Et maintenant, causons en bons amis. J’imagine que vous êtes auprès de moi, sur ce coin de rocher mousseux d’où monte une odeur sauvage, d’où l’on entend la clochette des troupeaux tintinnabulant dans les lointains pâturages. Il existe un proverbe latin auquel je pourrais vous renvoyer: «Omne animal triste præter gallum vel monacum—gratis fornicantem» (a ajouté la malice irreligieuse des aïeux). Je n’en avais pas besoin pour être convaincu que vous n’êtes ni un coq ni un carme en exercice de garenne amoureuse. Moi non plus.

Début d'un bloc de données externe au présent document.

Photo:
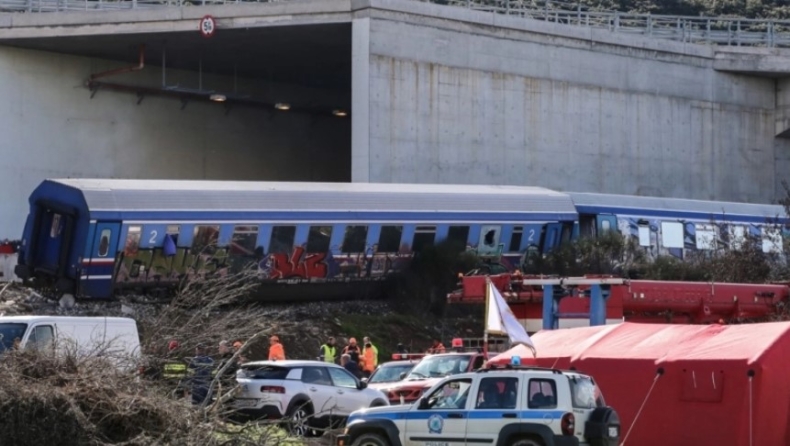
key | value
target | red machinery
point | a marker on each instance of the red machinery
(630, 300)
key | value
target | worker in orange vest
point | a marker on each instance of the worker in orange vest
(276, 350)
(368, 360)
(437, 347)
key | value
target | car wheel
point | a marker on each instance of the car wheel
(370, 440)
(526, 442)
(299, 420)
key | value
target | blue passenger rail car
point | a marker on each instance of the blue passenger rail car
(675, 227)
(92, 237)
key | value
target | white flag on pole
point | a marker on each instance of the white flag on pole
(500, 320)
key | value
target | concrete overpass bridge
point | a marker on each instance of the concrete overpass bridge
(392, 91)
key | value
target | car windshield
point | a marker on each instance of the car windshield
(585, 394)
(440, 365)
(386, 374)
(265, 372)
(9, 333)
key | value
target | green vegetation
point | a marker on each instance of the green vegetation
(617, 255)
(773, 9)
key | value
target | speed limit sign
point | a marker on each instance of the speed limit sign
(207, 26)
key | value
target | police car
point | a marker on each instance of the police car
(509, 406)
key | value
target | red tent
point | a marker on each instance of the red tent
(700, 384)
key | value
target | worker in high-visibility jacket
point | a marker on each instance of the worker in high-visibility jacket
(276, 350)
(328, 351)
(369, 345)
(368, 359)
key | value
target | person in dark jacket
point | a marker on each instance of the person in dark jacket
(348, 363)
(228, 378)
(200, 375)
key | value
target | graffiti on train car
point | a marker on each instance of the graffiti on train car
(299, 264)
(145, 265)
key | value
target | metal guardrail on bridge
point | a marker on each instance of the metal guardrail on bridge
(689, 29)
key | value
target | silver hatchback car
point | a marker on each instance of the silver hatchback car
(308, 395)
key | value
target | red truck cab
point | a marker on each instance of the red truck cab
(429, 371)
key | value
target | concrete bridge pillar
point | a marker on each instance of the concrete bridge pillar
(782, 114)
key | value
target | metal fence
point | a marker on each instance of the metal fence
(701, 30)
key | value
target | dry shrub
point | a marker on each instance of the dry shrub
(64, 399)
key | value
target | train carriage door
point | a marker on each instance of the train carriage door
(605, 223)
(53, 240)
(98, 270)
(489, 241)
(553, 236)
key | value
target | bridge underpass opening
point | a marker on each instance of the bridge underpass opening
(268, 103)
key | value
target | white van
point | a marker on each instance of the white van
(113, 337)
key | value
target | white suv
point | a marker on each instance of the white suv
(310, 394)
(512, 406)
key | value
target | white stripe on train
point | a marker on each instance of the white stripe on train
(534, 325)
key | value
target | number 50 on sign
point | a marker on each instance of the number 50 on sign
(208, 26)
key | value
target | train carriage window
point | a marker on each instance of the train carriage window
(54, 230)
(389, 239)
(515, 239)
(206, 239)
(104, 242)
(458, 235)
(132, 241)
(172, 231)
(424, 236)
(282, 239)
(706, 236)
(243, 242)
(355, 239)
(737, 236)
(643, 231)
(772, 240)
(318, 239)
(671, 234)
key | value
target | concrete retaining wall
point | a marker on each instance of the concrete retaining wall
(52, 128)
(452, 100)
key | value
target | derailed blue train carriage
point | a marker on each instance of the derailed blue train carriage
(93, 237)
(675, 227)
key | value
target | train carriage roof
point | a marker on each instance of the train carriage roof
(675, 207)
(109, 198)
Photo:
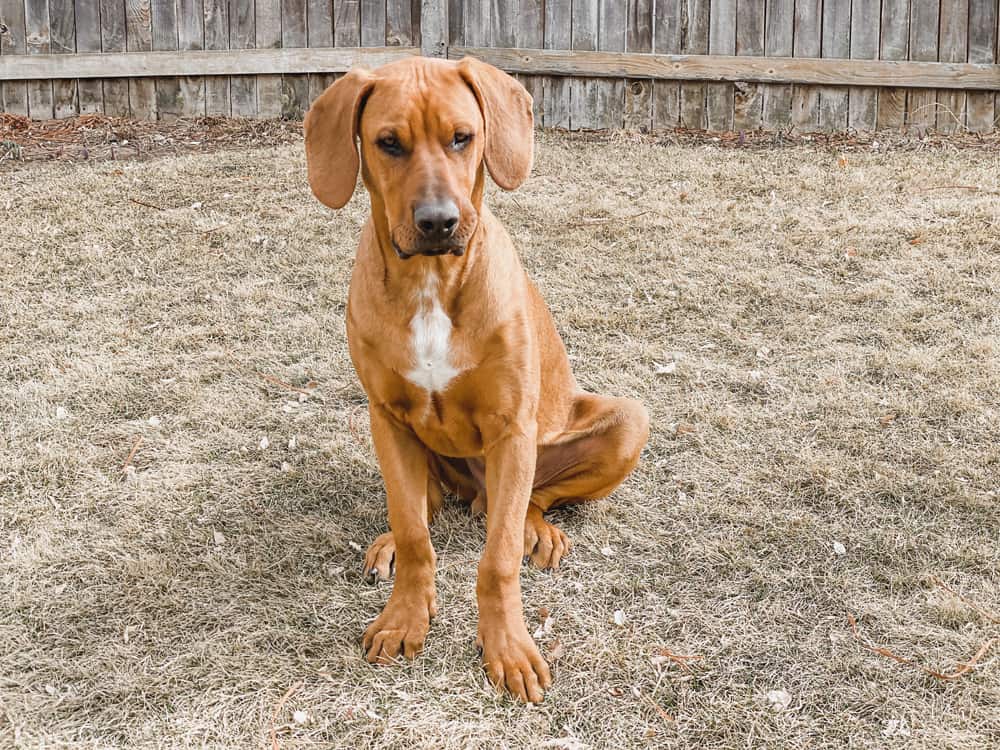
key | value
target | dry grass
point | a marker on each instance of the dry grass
(832, 340)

Tout le monde, à ces deux exceptions près, a, j’imagine, passé par ces écroulements subits d’une passion satisfaite, mais tout le monde n’en garde pas la même amertume que vous. Vous n’estimez pas, monsieur, l’amour physique à son vrai prix. La minute que vous venez de passer vaut, à elle seule, un siècle de prévenances, de prières, tout le temps perdu que vous semblez regretter, et cela à tort: car je vous défie de m’en trouver un plus agréable emploi. Vous voilà vraiment bien malheureux pour avoir rêvé, espéré, soupiré! Je vous dis, moi, que vous êtes très bien payé de votre peine. Car si vous n’avez pas su vous payer, tant pis pour vous! Permettez-moi de vous dire en effet que cela était surtout affaire à vous. Réduit à cette simple question d’extase sensuelle, l’amour est ce qu’on le fait soi-même par l’intensité d’ardeur qu’on y apporte. L’objet aimé n’en est que l’occasion. On peut faire de très mauvaise musique sur un authentique Stradivarius.